Here I am writing my second post. And I have already ran out of words. But more than the unruly words it is perhaps my extreme self-consciousness which is holding me back. Why is it so difficult for me to be just me?

Came home early today. Spent the whole evening indoors (as usual). Read some of my favourite blogs (utterly enjoyable they are). Heard Farida Khanum croon "Aaj Jane Ki Zid Na Karo" (unbearably romantic). Also Dire Straits' "Sultan of Swing" (simply cool). Saw Pramod Mahajan's funeral photos in the newspapers (a buried pain resurfaces). Think of something else to do (a necessry change of mood). Go out and have a chicken roll, one lassi, a butterscotch icecream cone (mood uplifted). On my way back a long-forgotten old poem suddenly comes to my mind (I remember only the title). Thanks to Google, I locate the poem (satisfaction). A beautiful love poem (from the famous beat generation poet/songwriter Rod McKuen). Here it is:


SONG WITHOUT WORDS

I wanted to write you some words you'd remember
words so alert they'd leap from the paper
and crawl up your shoulder and lie by your ears
and be there to comfort you down through the years.
But it was cloudy that day and I was lazy
and so I stayed in bed all day just thinking about it...

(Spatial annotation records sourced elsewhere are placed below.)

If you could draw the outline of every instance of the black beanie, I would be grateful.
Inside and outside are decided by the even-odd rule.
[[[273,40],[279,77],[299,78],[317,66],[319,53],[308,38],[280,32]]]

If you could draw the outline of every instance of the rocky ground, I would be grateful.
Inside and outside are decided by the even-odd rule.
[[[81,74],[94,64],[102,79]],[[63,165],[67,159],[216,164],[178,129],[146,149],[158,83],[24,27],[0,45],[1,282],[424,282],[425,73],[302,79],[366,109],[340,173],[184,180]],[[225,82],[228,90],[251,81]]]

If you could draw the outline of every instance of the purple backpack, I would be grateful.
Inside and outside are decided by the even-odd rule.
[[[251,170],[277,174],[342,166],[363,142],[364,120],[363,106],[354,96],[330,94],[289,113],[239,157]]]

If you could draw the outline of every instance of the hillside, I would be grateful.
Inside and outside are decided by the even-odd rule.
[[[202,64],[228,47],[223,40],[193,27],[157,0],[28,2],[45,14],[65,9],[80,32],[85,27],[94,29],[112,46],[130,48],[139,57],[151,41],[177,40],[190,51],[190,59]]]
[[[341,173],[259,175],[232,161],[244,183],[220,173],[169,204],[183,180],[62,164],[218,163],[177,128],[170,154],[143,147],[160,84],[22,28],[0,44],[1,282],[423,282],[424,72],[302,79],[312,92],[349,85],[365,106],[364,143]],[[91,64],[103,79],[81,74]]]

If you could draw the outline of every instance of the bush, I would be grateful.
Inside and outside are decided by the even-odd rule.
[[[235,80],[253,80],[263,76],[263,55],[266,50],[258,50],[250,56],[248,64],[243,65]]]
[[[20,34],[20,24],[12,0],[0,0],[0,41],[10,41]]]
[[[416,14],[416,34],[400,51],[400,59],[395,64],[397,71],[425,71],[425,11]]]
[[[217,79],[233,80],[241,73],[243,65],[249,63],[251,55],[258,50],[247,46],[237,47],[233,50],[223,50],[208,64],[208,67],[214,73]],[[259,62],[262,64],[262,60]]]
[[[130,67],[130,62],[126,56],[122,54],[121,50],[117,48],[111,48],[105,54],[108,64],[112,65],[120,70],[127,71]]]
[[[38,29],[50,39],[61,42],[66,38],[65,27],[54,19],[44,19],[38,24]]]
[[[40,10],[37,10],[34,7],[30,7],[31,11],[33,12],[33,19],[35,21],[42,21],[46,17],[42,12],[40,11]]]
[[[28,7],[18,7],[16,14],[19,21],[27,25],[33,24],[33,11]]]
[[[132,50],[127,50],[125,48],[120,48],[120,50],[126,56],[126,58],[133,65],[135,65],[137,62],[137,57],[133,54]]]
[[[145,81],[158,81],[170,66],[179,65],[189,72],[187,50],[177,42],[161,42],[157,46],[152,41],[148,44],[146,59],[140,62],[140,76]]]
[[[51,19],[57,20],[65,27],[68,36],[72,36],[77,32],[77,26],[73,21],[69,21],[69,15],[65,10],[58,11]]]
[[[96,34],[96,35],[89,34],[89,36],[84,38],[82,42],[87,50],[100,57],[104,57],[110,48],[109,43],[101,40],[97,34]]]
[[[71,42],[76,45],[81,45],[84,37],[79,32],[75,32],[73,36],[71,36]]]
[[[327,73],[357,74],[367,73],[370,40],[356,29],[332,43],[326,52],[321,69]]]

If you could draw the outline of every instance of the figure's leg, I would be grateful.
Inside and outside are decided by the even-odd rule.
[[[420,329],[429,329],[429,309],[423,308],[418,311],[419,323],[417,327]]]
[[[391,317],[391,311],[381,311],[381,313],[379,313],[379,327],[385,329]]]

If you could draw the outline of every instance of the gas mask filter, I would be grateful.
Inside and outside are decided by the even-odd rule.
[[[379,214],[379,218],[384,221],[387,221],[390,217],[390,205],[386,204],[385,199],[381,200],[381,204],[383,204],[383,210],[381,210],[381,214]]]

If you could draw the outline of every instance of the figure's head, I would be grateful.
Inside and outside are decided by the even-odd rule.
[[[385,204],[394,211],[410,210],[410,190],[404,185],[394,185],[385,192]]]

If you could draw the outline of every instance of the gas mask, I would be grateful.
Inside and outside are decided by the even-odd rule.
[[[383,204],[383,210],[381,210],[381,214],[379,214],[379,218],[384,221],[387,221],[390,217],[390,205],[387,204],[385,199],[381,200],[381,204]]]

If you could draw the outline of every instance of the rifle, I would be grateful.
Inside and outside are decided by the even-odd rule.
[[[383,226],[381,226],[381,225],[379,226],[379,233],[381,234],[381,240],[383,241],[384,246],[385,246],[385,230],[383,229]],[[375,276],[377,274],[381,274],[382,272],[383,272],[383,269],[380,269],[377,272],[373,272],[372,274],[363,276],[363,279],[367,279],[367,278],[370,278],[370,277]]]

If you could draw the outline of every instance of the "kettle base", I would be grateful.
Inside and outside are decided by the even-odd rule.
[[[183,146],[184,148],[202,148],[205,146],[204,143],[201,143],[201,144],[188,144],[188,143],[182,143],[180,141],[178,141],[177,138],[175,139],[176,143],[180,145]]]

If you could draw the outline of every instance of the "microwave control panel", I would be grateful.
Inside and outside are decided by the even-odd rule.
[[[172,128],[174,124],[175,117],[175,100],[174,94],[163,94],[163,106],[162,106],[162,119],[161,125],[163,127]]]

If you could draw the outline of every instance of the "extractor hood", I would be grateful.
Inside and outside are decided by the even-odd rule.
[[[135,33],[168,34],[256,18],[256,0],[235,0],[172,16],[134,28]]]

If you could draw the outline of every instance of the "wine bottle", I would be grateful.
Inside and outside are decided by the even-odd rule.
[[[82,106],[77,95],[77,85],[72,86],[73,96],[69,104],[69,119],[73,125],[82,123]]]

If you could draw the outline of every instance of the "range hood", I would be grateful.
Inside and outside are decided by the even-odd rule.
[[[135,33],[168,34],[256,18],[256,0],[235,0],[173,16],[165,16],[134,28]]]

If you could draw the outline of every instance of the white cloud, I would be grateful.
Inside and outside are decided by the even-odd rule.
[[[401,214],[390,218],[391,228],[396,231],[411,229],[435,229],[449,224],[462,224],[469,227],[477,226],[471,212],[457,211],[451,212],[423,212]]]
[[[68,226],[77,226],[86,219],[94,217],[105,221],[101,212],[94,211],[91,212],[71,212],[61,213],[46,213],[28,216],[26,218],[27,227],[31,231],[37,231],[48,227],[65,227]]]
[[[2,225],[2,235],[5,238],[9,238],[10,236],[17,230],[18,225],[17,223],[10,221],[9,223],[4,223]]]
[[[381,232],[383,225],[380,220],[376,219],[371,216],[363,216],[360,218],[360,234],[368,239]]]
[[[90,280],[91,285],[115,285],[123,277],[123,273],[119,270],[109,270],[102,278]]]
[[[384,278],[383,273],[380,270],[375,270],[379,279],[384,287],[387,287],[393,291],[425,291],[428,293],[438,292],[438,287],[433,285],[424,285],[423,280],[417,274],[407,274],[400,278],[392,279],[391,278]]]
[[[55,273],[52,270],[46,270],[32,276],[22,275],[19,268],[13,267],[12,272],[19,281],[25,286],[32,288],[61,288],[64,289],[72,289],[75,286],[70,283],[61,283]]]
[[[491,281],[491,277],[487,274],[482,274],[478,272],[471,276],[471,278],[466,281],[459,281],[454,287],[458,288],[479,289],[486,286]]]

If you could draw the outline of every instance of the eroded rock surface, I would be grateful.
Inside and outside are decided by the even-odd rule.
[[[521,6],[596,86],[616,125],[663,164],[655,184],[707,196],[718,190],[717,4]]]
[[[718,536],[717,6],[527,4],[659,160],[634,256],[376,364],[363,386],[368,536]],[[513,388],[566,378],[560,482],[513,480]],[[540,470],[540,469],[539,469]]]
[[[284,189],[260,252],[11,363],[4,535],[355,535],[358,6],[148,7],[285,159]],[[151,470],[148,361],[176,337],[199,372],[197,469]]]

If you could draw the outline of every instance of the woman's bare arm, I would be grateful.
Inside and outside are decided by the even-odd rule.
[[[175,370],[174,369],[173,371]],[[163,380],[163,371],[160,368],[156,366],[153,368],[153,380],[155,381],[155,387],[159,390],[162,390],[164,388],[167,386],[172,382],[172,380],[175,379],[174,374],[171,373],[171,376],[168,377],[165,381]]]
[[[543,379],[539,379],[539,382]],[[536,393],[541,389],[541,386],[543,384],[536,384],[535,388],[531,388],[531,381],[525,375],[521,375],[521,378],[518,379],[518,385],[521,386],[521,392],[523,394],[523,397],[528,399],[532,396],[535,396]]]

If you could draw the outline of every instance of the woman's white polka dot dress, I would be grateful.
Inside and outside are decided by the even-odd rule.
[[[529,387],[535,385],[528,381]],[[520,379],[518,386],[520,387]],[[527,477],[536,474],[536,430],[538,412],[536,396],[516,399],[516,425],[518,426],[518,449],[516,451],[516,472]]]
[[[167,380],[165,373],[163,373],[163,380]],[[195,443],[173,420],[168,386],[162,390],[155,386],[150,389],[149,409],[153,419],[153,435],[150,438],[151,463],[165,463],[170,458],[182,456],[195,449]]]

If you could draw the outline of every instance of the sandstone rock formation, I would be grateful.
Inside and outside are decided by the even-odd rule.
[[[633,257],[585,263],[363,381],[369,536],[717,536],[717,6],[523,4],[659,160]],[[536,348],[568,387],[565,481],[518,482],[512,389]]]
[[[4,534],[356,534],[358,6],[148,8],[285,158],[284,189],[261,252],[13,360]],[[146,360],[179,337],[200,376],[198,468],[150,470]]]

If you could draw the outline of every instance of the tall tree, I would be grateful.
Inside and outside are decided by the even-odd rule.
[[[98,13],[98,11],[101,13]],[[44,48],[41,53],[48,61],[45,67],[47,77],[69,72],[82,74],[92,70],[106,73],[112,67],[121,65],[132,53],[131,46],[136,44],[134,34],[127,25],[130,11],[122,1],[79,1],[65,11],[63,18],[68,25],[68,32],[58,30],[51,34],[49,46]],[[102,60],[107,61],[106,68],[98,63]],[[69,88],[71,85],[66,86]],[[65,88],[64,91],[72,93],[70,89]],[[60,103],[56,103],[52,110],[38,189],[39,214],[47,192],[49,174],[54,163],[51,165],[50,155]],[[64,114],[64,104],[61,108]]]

I wanted to write you and tell you that maybe
love songs for lovers are unnecessary.
We are what we feel and writing it down
seems foolish sometimes without vocal sound.
But I spent the day drinking coffee, smoking cigarettes
And looking in the mirror practicing my smile.

I wanted to write you one last long love song
That said what I feel one final time.
Not comparing your eyes and mouth to the stars
but telling you only how like yourself you are.
But by the time I thought of it, found a pen,
put the pen to ink, the ink to paper,
you were gone.

And so this song has no words.

- from Listen to the Warm, 1967

PS: I think I will 'internalize' this and reproduce as and when required, just in case I desperately need to impress 'someone'.